Only the hull pieces of a module take damage under normal weapons fire, but you can dedicate more power to strike specific systems. If a system is damaged, it will generate more heat, work less efficiently, require more energy, and/or shut down completely depending on the severity of the damage. Certain terrain will change the energy cost for firing, targeted firing, or being fired/target fired at; likewise with detection or being detected and with movement. There will be a key at the end of this document for terrain.

Example list of parts and systems

Factories

Factories are handled separately than units, but they follow a lot of the same rules. They have limited customization (cheaper, less efficient generators vs. the opposite) and mobility parts that consume a lot of energy but allow your factory to mobilize.

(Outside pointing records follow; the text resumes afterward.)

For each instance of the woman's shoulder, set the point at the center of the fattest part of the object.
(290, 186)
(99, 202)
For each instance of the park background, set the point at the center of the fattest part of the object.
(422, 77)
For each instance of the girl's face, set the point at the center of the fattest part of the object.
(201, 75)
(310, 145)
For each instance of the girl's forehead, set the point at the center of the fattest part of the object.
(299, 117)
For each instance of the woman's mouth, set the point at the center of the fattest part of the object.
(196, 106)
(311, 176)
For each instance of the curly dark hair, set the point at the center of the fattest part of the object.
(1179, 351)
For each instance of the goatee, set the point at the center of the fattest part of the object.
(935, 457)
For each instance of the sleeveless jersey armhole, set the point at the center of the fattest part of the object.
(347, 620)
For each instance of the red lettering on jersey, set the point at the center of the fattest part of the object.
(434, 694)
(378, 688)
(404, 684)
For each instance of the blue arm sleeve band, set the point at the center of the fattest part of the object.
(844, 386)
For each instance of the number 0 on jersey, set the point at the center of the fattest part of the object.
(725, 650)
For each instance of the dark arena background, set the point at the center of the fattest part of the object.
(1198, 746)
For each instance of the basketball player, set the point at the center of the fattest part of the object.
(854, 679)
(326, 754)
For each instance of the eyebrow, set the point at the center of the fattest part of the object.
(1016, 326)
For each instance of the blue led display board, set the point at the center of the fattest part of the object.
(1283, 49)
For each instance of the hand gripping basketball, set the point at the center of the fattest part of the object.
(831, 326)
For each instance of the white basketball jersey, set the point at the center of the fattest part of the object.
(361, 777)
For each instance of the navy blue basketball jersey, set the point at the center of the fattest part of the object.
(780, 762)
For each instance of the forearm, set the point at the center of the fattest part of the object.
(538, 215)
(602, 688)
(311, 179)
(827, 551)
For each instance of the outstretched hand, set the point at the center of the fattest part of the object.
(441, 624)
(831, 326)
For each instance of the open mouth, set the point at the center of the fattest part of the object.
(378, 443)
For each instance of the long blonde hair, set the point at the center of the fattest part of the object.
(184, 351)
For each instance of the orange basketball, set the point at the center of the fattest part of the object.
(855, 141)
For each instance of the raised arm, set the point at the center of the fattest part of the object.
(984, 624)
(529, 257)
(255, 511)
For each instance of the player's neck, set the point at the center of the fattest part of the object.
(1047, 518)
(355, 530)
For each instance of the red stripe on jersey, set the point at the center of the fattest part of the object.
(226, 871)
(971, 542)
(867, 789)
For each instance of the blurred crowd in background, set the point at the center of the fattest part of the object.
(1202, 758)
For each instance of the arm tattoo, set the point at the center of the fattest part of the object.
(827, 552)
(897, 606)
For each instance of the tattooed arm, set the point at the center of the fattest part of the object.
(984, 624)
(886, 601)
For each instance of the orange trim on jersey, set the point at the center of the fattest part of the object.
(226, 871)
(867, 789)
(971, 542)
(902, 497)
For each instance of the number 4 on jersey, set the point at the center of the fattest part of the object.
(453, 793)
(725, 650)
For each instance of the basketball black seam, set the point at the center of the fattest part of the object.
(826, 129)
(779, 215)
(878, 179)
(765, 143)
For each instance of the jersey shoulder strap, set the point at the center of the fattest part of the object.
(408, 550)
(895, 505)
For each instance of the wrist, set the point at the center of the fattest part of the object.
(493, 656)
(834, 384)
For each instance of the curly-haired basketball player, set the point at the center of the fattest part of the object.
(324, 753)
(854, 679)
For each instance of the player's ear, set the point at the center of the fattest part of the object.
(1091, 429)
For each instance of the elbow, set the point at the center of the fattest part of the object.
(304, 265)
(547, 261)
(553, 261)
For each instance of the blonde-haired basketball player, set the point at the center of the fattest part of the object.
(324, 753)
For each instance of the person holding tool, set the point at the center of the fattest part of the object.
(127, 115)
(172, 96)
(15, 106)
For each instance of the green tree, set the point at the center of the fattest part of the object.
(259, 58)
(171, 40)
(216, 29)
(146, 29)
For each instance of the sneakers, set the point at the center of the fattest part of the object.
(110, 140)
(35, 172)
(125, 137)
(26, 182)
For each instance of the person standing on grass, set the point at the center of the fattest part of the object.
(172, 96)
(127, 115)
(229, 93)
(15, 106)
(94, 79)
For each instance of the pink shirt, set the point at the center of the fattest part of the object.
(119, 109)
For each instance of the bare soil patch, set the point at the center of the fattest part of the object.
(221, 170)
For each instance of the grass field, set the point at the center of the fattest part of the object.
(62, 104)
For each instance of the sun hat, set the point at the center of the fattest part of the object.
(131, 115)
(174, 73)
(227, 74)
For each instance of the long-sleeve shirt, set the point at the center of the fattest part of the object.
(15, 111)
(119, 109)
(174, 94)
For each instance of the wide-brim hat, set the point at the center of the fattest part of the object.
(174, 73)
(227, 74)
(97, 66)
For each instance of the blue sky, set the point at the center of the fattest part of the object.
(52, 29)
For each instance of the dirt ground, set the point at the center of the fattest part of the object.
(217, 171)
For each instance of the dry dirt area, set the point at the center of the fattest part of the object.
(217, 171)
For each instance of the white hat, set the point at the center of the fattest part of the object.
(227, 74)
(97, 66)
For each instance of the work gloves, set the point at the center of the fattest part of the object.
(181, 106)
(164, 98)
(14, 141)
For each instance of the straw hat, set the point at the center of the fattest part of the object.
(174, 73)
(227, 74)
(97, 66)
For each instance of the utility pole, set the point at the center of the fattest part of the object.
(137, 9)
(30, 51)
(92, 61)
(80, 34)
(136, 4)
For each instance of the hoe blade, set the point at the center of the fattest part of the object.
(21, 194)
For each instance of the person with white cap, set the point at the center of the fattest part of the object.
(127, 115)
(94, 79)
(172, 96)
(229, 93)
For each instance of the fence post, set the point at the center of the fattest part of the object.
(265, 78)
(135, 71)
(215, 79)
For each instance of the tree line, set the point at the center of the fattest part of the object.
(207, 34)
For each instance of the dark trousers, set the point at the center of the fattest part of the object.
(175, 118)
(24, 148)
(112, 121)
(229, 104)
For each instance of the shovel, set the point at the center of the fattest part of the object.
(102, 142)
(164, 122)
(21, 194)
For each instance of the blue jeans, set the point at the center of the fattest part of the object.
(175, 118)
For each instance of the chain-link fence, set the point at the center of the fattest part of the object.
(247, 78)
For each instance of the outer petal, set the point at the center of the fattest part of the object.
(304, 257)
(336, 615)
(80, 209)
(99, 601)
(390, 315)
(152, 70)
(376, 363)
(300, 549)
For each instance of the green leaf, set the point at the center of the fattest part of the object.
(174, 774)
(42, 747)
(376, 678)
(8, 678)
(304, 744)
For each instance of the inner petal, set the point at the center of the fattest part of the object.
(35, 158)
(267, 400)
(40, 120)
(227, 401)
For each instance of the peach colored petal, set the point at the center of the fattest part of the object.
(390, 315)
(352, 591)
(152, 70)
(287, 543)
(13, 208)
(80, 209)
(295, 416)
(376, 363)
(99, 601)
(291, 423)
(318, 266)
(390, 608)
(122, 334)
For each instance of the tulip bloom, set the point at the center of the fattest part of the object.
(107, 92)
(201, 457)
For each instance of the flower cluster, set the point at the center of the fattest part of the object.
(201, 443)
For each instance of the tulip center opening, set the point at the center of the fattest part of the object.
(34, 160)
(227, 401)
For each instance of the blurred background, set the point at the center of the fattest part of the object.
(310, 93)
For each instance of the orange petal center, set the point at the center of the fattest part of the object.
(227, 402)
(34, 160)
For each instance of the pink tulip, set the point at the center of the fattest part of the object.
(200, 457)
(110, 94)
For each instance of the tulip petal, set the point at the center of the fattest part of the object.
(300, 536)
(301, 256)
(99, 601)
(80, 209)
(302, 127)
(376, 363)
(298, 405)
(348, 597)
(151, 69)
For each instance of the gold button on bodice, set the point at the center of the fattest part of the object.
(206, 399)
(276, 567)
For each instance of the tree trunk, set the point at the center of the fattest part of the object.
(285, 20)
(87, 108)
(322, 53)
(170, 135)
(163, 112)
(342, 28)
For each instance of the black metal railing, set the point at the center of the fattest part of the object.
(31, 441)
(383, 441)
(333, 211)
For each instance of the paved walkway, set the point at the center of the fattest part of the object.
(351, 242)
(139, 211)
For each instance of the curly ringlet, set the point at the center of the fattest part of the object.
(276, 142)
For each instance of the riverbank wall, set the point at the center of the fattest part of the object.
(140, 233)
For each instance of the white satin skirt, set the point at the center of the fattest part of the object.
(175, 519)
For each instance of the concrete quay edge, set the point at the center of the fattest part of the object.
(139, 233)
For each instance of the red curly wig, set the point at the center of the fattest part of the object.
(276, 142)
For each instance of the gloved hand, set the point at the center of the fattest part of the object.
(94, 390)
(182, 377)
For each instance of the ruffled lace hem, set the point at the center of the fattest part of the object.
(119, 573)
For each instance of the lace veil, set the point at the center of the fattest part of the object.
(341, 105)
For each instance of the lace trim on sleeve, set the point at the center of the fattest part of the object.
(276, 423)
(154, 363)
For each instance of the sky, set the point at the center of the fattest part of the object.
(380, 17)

As with the idea of another faction, if we wanted to go all out on the game, we could add a teching vs unit production (quality vs quantity) system to factories. Factories will have a pool of 5 (5 is arbitrary and can be changed) places to put energy. There will be a randomized (same for both players) energy goal for each value. It is hidden to the AIs As the factory values reach the goal, there will be improvements to unit production or unit stats which would clue the AIs that they are getting closer to the energy goals. Once the goal is met for all values, there will be a significant improvement in unit quality or production efficiency. Then the goals will change. There will be a randomized queue of values to ensure that both players get the same goals even if they reach them at different times. The goals don't change as a player techs, but they will have the same sequence of goals.

Example terrain effect legend

JeffreyStrahm commented 6 years ago

The only thing that concerns me is the asymmetry you mentioned as it can make things unfair and the natural change in the environment. It's best to make all changes primarily player driven as changes that occur otherwise can seem random to theme even if you supply the code doing the changes.

Also, do all units share a heat pool? What does heat do?

ErikShively commented 6 years ago

Yeah the other faction was kind of a weak idea and I'm fine with not doing it.

Heat is specific to each unit. It causes systems to work slightly less efficiently and too much will cause the system generating the most heat to shut down. If there is even more heat, the unit will explode. If you wanted to self destruct a unit, you could order all energy away from cooling and Max power to the guns.

JacobFischer commented 6 years ago

Hey, your formatting was weird. Like you had embedded strikethrough characters and anchor links improperly formatted. I was having trouble reading it so I updated your comment to valid markdown:

https://guides.github.com/features/mastering-markdown/

JacobFischer commented 6 years ago

So standard disclaimer: These are comments to improve your game idea, not a personal assault on you or your ideas.

The terrain set will have very few (if any) impassable tiles, but they will incur other effects. This is done to avoid pathing You cannot avoid pathing in tile based games, it's how you move around. Furthermore even with variable terrain a good heuristic will take that into account. I'm not trying to say this is a bad mechanic, in fast I love the idea of players changing the map, but you can't eliminating pathing algorithms without removing movement as a mechanic.

I really like the idea of managing the inner workings on a machine, however I think there is a problem with information density. If there is a map, you need to render the map and all it's tiles. Furthermore you then need to render each machine on it's tile(s). Then how do you render their inner parts, their heat, and energy? That's a ton of information and there might not be enough pixels on screen to visualize it. This does not mean we can't do this game idea, but if there's so much data that it's hard for a human to understand, it will be hard for the human to write code to play it in 24 hours.

Overall I love the idea of a game where you can fine tune the inner workings of a unit. We had that in MMAI11: Galapagos where you could breed units with different stats based on your play style, and it was well received, so I've love to see it again.